I'm developping a communication library based on NIO's non-blocking SocketChannels so I can use select to keep my thread low on CPU usage (and getting faster reaction time to other events). SocketChannel are created externally to my thread and added to the list it handles, marking them as non-blocking and adding them to a Selector for READ operations (and WRITE when needed, but that does not happen in my problem).

I have a little Swing application for tests, running locally, that can be either a client or server: the client one connects to the server one and they can send each other messages. Pretty simple and works fine, excepts for the CPU which tops 100% (50% for each jvm) as soon as the connection is established between client and server.

Running jvisualvm shows me that sun.rmi.transport.tcp.TCPTransport$ConnectionHandler.run() uses 98% of the application time, counting only 3 method calls!
A forced stack trace shows it's blocking on the read operation on a FilteredInputStream, on a Socket.
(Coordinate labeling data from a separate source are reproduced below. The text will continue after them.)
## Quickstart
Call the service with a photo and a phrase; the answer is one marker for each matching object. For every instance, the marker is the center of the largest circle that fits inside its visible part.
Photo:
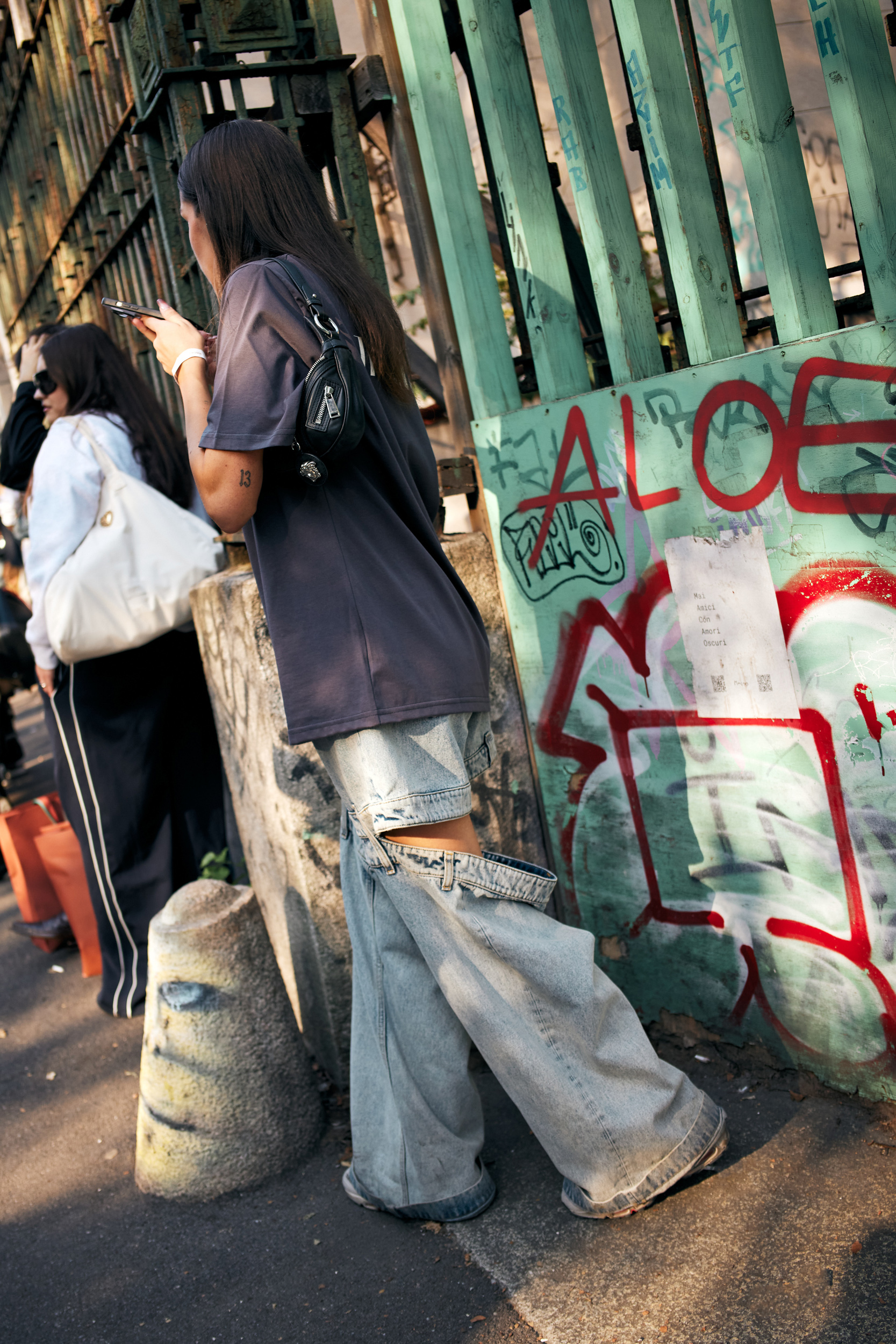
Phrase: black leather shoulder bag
(331, 414)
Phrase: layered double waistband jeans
(451, 948)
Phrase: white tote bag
(130, 580)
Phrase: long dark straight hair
(98, 377)
(260, 198)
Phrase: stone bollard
(227, 1096)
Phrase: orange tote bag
(61, 854)
(31, 883)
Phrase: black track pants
(140, 778)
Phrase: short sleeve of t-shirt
(260, 375)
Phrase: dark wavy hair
(45, 330)
(260, 198)
(98, 377)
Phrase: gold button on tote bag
(130, 580)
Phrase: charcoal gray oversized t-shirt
(369, 620)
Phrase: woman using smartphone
(135, 745)
(383, 664)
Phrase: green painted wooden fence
(698, 563)
(100, 104)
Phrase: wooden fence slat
(602, 203)
(658, 78)
(860, 84)
(765, 127)
(499, 63)
(457, 213)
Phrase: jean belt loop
(371, 835)
(448, 874)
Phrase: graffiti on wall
(742, 870)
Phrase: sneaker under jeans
(458, 1209)
(632, 1202)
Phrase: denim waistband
(412, 773)
(492, 875)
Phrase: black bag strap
(326, 327)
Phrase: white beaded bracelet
(194, 353)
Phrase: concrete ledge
(288, 812)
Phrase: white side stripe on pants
(104, 891)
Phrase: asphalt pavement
(792, 1238)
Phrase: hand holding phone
(170, 334)
(131, 311)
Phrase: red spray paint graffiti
(789, 437)
(630, 635)
(865, 702)
(577, 432)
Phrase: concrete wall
(288, 811)
(733, 851)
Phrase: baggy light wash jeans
(451, 948)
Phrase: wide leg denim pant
(451, 948)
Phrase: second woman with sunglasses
(135, 745)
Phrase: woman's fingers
(170, 334)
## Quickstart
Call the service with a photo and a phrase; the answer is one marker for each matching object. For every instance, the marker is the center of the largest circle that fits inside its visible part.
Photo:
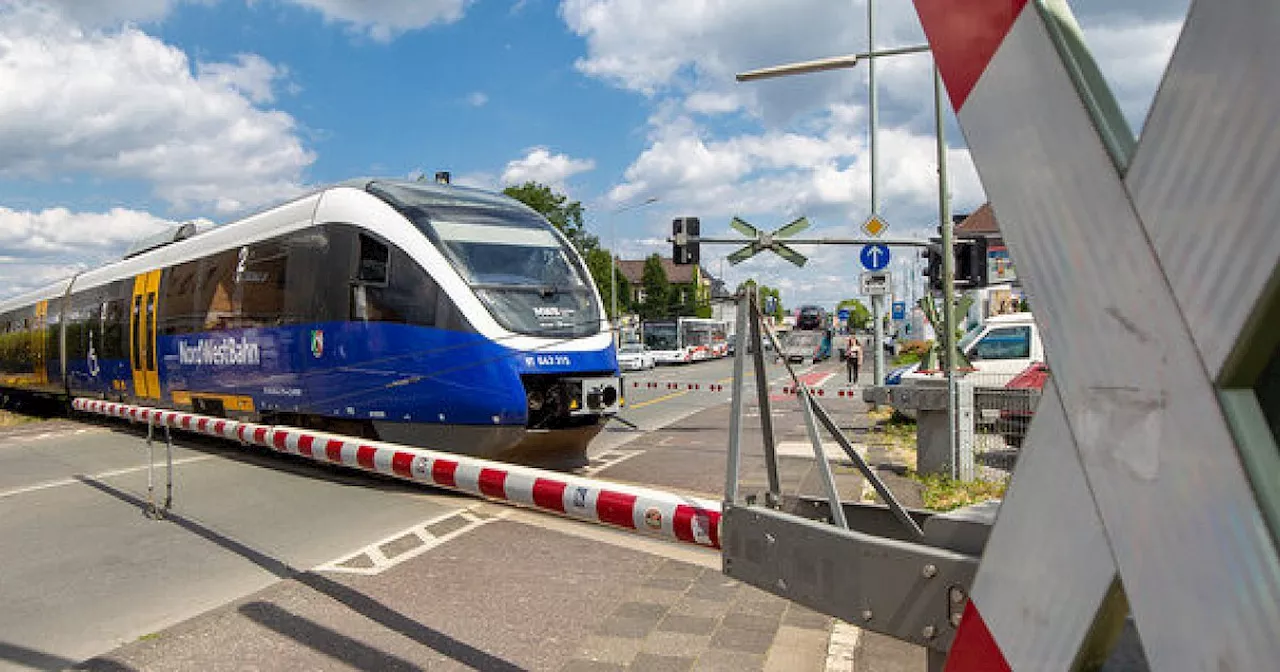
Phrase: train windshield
(526, 275)
(662, 337)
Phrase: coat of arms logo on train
(318, 343)
(462, 319)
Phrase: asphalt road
(85, 570)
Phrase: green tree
(766, 291)
(859, 316)
(657, 289)
(563, 214)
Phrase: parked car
(895, 375)
(635, 357)
(801, 346)
(997, 350)
(1016, 417)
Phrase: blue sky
(120, 117)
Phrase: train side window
(114, 329)
(374, 261)
(408, 297)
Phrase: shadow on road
(353, 599)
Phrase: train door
(142, 336)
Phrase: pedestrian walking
(853, 357)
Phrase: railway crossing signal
(768, 241)
(685, 251)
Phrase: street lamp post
(613, 261)
(944, 193)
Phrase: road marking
(21, 437)
(842, 647)
(97, 476)
(412, 542)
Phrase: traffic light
(933, 270)
(682, 251)
(970, 263)
(969, 268)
I'm a little puzzled as I don't use RMI (though I can understand NIO and RMI can share the "transport" code part). I have seen a few similar questions but each were specifically using RMI, which I'm not. The answers I've seen is that this ConnectionHandler.run() method is responsible for marshalling/unmarshalling things, when here I get 100% CPU without any network traffic. I can only infer an active wait on the sockets but that sounds odd, especially with non-blocking SocketChannel...
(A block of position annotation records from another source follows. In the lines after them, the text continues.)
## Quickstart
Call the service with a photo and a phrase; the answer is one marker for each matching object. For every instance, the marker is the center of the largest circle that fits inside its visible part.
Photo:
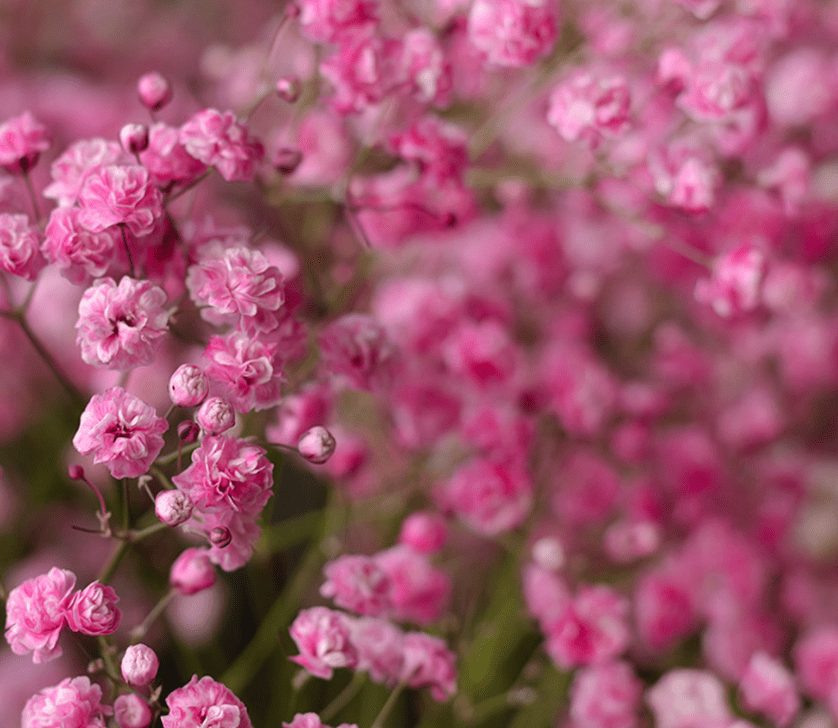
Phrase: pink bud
(134, 138)
(216, 416)
(188, 386)
(139, 665)
(131, 711)
(316, 445)
(173, 507)
(192, 572)
(424, 532)
(154, 91)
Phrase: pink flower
(121, 326)
(73, 703)
(242, 288)
(93, 610)
(204, 703)
(36, 612)
(322, 637)
(513, 32)
(120, 195)
(22, 139)
(219, 141)
(122, 431)
(20, 244)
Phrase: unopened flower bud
(173, 507)
(286, 160)
(316, 445)
(139, 665)
(288, 88)
(188, 386)
(134, 138)
(154, 91)
(216, 416)
(192, 572)
(220, 537)
(131, 711)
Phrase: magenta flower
(93, 610)
(218, 140)
(122, 431)
(205, 703)
(36, 612)
(120, 195)
(73, 703)
(121, 326)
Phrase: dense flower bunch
(449, 362)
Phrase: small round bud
(220, 537)
(216, 416)
(288, 88)
(154, 91)
(286, 160)
(173, 507)
(131, 711)
(188, 386)
(134, 138)
(192, 572)
(139, 665)
(424, 532)
(316, 445)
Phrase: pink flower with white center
(20, 247)
(590, 106)
(323, 638)
(22, 139)
(73, 703)
(205, 703)
(735, 285)
(82, 158)
(606, 696)
(93, 610)
(429, 663)
(420, 592)
(122, 431)
(357, 347)
(120, 195)
(768, 687)
(227, 474)
(358, 584)
(514, 32)
(219, 141)
(685, 698)
(592, 629)
(380, 648)
(241, 287)
(80, 254)
(36, 613)
(121, 326)
(329, 21)
(490, 497)
(245, 370)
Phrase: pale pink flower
(120, 195)
(22, 139)
(322, 637)
(514, 32)
(73, 703)
(219, 141)
(122, 431)
(20, 247)
(93, 610)
(121, 326)
(36, 612)
(204, 703)
(241, 287)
Any idea would be greatly appreciated!


Solution

  • I tracked CPU use down to select(int timeout) which returns 0 immediately, regardless of the timeout value. My understanding of this function was it would block until a selected operation pops up, or timeout is reached (as said in the Javadoc).

    However, I found out this other StackOverflow post showing the same problem: OP_CONNECT operation has to be cancelled once connection is accepted.

    Many thanks to @Alexander, and @EJP for clarification about the OP_WRITE/OP_CONNECT similarities.

    Regarding tge RMI part, it was probably due to Eclipse run configurations.